The news comes at a time when roughly half of Maine’s 36 hospitals do not offer birthing services. 

This fits into a national trend: 537 hospitals closed their labor and delivery departments between 2010 and 2022, according to a study published in December. As of 2022, more than half of the nation’s rural hospitals did not offer labor and delivery services.

Maguire said discussions about how to prevent a potential closure began 10 months ago, when the hospital noticed a significant decline in deliveries.

Since then, she said they have held strategic planning meetings, asked for assistance from the state, worked with a regional maternal health program and coordinated with partners at Northern Light Health to figure out how to address the significant decline in births.

Then they entered the first months of 2025 with a small number of births. “We’re in this domino effect for rural maternal health and eventually we needed to make a very difficult decision,” Maguire said.

MDI Hospital has about 30 patients who are currently pregnant and will be affected by the closure, Maguire said, noting that only half of them were expected to give birth at the hospital. They called each of the patients this week and are working on a transition plan with Northern Light Health, which runs the two nearest hospitals, in Ellsworth and Bangor.

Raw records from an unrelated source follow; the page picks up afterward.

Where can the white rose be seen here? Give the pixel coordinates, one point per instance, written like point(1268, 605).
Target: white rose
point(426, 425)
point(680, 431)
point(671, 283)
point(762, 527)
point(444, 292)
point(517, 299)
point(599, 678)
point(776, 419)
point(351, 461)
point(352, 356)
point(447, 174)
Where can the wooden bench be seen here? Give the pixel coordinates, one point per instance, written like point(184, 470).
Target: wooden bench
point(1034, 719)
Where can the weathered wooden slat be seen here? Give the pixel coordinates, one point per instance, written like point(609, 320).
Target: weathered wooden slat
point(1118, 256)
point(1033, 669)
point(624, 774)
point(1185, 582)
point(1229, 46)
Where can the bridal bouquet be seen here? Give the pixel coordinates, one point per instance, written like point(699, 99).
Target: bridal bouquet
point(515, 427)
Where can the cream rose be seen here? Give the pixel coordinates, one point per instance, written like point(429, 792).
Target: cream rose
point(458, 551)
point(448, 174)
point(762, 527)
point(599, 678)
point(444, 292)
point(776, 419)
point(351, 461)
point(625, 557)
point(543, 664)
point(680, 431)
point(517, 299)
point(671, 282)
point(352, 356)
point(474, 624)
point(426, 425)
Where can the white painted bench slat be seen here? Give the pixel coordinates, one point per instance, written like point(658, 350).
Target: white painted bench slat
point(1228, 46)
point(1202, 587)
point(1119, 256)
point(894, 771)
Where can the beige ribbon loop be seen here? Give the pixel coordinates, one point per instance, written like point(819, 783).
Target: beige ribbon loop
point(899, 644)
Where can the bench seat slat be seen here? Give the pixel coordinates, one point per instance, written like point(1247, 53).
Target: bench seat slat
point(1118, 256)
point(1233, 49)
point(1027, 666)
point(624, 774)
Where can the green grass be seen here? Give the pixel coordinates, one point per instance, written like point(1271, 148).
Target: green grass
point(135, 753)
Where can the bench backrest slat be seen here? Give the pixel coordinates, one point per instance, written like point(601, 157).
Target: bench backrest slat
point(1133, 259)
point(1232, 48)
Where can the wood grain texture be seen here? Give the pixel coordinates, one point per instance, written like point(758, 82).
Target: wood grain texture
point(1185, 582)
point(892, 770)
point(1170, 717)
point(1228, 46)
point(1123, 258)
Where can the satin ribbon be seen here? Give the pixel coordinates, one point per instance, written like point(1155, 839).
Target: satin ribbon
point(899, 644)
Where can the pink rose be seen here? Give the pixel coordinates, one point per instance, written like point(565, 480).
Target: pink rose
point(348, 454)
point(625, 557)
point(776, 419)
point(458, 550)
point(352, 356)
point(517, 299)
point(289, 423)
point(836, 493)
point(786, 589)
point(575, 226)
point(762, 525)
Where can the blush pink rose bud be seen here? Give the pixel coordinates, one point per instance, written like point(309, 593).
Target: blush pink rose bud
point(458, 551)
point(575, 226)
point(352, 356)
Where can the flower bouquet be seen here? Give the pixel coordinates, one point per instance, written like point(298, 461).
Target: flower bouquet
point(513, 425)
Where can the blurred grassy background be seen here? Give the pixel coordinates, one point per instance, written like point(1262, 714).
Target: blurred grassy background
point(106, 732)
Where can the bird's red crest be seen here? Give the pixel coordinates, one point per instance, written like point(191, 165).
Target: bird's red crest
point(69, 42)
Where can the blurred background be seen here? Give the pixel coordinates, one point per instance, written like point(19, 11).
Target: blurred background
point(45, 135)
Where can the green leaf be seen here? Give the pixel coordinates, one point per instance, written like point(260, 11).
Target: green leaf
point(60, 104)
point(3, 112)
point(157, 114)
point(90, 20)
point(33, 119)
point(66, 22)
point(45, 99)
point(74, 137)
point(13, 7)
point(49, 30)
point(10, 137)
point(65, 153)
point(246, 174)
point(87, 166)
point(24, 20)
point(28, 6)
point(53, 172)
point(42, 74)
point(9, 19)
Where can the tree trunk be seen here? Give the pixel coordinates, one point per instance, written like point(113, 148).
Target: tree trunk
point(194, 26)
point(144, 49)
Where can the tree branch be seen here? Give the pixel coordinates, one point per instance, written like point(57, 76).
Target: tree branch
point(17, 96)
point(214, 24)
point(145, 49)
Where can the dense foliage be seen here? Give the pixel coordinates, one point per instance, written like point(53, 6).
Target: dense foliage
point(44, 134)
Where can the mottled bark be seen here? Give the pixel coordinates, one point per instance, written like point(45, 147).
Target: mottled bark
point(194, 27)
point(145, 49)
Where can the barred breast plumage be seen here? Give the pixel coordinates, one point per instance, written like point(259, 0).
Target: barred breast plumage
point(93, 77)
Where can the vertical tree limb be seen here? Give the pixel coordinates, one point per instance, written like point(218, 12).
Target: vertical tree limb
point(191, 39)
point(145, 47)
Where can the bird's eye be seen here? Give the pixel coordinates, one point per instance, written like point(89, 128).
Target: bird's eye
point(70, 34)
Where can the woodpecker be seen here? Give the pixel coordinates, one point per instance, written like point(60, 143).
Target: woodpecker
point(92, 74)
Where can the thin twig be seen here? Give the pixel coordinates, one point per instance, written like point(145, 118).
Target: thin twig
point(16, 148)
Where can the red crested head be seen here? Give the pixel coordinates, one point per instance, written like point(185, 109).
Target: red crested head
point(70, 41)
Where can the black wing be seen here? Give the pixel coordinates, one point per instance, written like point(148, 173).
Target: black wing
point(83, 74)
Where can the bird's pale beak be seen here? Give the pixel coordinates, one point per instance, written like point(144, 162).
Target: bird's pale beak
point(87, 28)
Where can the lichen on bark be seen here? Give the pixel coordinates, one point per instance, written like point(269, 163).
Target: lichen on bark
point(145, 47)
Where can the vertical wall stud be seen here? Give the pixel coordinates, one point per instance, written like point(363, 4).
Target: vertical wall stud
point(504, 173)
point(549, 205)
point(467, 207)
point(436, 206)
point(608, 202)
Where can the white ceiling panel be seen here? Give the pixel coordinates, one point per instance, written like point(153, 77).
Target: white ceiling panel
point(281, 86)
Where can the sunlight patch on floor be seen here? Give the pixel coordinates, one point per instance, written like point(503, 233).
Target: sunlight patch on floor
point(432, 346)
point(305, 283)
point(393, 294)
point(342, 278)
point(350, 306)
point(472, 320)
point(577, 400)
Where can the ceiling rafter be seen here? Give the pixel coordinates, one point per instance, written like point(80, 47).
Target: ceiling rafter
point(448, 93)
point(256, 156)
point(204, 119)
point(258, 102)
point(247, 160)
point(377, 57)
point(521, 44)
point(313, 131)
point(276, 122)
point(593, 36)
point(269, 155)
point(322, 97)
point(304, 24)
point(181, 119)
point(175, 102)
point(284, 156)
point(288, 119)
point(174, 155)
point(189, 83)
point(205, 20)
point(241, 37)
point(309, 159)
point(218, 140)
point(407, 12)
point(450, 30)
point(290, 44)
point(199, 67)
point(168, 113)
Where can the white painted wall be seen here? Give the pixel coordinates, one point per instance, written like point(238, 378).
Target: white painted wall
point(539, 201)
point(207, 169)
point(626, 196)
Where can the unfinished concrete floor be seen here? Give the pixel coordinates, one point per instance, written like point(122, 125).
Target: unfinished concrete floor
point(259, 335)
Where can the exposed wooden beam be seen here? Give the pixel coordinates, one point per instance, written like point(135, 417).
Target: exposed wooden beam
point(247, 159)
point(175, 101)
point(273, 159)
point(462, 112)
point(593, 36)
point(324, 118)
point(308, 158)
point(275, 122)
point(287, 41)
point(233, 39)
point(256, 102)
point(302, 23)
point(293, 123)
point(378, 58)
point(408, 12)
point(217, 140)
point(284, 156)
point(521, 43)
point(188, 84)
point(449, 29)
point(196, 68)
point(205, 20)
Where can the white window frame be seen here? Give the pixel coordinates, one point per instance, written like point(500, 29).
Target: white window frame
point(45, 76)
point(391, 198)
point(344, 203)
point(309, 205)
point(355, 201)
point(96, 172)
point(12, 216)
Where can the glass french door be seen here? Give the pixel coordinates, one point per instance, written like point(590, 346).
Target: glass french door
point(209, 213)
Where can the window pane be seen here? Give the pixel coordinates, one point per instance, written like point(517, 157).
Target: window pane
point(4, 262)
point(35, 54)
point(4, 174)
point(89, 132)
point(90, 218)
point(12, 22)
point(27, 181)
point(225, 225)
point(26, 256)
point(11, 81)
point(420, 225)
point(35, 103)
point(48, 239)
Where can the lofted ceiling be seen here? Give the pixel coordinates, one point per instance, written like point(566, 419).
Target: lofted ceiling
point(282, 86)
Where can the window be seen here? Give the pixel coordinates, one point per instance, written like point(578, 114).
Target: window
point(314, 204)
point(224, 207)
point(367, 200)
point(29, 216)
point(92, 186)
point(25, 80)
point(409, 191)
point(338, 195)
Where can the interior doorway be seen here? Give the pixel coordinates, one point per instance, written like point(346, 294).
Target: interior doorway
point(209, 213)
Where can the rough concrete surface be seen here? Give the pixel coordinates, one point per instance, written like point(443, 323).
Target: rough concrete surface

Maguire said she didn’t know how many staff would be impacted but said they would all be given the option to continue working for the MDI health system in positions that align with their expertise.

Cokie Giles, president of the Maine State Nurses Association, said the union condemns the closure.

“This is an abject failure by the hospital’s administration, particularly CEO Chrissi Maguire,” Giles said in a press release. “For the good of this community and of our state, MDIH’s OB department must remain open.”

Janice Horton, a nurse who has worked in the hospital’s obstetrics department for over three decades, called the decision short-sighted and said it was made by administrators without input from nurses and caregivers.

“Nurses are deeply concerned about the permanent, damaging effects this decision will have on families MDIH is supposed to serve in Bar Harbor and surrounding towns and outer islands,” Horton said.

The hospital responded by saying that nurses had been involved “early and meaningfully” in the process, including in meetings held from June through December.

Before official news of the closure broke, the union had scheduled a town hall meeting on Sunday to “discuss the future of our OB department.” The group still plans to hold the meeting, which is set to take place at 4 p.m. Sunday, March 30, at the Mount Desert Island YWCA at 36 Mount Desert Street in Bar Harbor.

Maguire said hospital officials had already planned on making the announcement Thursday morning and the town hall did not impact their decision.

MDI Hospital is planning to expand its emergency department to include a new room equipped with labor and delivery equipment for emergency births on the island, Maguire said.

In response to questions about why the hospital is able expand the emergency department while closing the birthing unit, Maguire said the expansion is being paid for by donations and grants that could not be repurposed, and it is in response to a community health needs assessment that highlighted a desire for better access to emergency and hospital services, primary care and mental health.

The hospital is coordinating with nearby facilities to transfer deliveries and is making plans for emergency care staff to rotate through partner hospitals to maintain their skills in labor and delivery. Maguire also said the hospital is exploring a new program that would give expectant mothers support and care coordination through prenatal, delivery, and postpartum care.

Maguire sees the statewide closures as part of a larger demographic and economic challenge. 

“This is not stopping,” she said. “I am not the only hospital having these discussions.”